[TIP] Test discovery for unittest

Michael Foord fuzzyman at voidspace.org.uk
Fri Apr 10 14:19:48 PDT 2009


Marius Gedminas wrote:
> On Tue, Apr 07, 2009 at 06:04:42PM +0100, Michael Foord wrote:
>   
>> Marius Gedminas wrote:
>>     
>>> I don't think I can give this discussion the full attention it deserves,
>>> but I'll at least outline the conventions that the Zope 3 world uses for
>>> tests:
>>>
>>>       
> <snip>
>   
>>> Is this compatible with what you're discussing?  I'm kind of wondering
>>> about the talk about controlling recursion.
>>>   
>>>       
>> It sounds *similar*, except:
>>
>> - Test modules can be discovered from the file system by a loader / 
>> custom suite
>> - Tests are loaded in the normal unittest way - by finding all TestCase 
>> subclasses in each module found
>>     
>
> Zope 3 has some abstract base classes that subclass unittest.TestCase.
> I believe that's the reason for listing the ones you want explicitly
> instead of using unittest's autodiscovery.
>   

The point of discovery is to avoid having to list things explicitly, you 
don't have to use it.

If you look at the prototype you'll see that it skips classes that don't 
have any tests on them.

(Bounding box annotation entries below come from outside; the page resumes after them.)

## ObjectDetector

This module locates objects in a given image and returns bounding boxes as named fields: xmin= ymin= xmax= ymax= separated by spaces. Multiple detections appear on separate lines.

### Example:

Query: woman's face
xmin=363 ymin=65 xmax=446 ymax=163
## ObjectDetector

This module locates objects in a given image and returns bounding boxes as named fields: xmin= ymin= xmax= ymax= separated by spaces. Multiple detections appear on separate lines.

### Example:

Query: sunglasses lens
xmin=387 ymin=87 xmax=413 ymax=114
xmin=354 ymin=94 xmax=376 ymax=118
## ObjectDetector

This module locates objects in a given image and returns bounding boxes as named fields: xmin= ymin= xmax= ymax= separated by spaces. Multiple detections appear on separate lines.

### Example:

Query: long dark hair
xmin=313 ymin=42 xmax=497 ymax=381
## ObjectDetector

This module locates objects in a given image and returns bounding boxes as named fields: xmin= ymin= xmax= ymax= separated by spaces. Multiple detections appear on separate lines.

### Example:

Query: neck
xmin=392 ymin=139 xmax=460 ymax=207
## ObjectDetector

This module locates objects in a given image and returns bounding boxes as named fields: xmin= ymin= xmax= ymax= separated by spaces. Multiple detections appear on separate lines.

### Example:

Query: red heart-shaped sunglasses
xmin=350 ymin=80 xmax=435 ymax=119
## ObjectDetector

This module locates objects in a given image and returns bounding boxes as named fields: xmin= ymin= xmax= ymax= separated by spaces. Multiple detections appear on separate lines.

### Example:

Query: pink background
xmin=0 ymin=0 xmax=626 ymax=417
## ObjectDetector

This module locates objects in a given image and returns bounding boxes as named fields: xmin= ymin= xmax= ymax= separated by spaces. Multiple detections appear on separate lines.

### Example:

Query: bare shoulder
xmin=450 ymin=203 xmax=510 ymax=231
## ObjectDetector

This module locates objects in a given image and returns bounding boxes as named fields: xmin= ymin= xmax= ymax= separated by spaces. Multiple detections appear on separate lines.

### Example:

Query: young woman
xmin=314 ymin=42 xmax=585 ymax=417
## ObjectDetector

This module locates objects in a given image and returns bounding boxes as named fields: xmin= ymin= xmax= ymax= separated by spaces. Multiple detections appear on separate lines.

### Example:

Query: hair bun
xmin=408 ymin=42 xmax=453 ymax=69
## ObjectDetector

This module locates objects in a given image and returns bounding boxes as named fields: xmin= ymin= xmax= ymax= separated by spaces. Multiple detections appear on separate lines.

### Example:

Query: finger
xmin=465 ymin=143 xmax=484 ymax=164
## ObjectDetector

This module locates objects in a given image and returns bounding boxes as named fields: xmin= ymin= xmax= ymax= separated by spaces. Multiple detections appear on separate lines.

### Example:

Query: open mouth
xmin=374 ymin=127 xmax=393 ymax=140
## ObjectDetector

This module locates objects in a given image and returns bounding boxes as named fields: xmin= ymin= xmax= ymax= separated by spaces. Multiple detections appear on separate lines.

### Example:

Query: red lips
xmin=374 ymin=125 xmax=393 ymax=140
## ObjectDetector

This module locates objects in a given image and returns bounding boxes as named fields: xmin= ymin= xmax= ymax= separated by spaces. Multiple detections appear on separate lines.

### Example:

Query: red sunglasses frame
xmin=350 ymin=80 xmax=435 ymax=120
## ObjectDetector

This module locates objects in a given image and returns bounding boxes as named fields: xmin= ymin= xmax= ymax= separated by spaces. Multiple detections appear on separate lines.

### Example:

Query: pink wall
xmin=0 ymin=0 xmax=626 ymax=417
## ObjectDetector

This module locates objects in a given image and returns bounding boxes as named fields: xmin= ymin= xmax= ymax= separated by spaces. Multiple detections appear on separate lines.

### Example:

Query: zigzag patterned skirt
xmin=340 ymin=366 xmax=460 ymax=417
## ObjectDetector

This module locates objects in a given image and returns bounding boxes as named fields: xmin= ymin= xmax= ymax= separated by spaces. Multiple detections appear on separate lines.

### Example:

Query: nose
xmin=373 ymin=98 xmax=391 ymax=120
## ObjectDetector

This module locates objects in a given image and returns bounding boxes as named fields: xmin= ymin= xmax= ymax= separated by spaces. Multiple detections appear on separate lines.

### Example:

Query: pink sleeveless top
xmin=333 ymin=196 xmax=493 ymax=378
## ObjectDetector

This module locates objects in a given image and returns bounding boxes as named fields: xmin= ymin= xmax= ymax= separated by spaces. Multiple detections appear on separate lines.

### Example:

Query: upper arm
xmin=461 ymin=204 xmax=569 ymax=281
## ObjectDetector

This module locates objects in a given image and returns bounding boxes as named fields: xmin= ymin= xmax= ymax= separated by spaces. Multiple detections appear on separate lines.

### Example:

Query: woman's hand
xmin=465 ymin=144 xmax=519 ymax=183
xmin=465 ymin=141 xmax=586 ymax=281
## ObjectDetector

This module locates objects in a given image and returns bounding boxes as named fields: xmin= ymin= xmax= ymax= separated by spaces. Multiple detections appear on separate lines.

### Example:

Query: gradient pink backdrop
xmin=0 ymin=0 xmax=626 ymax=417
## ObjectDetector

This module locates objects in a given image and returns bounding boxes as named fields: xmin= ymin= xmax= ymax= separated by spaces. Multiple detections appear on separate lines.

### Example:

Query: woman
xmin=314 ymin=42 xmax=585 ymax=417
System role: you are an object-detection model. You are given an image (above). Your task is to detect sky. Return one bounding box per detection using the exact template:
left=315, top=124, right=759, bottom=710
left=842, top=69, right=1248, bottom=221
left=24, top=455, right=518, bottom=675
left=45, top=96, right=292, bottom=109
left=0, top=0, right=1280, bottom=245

If your base classes don't have any tests it 
wouldn't be a problem, if they do (why?) then you can use load_tests to 
skip them.

>   
>> - Individual modules can optionally define 'load_tests' in which case 
>> that is called to get the suite from the module
>>     
>
> And the presence of load_tests inhibits the automatic discovery of
> TestCase subclasses?
>
>   

If load_tests exists then it is used to collect tests for the module and 
inhibits *all* automatic discovery for the module (or package).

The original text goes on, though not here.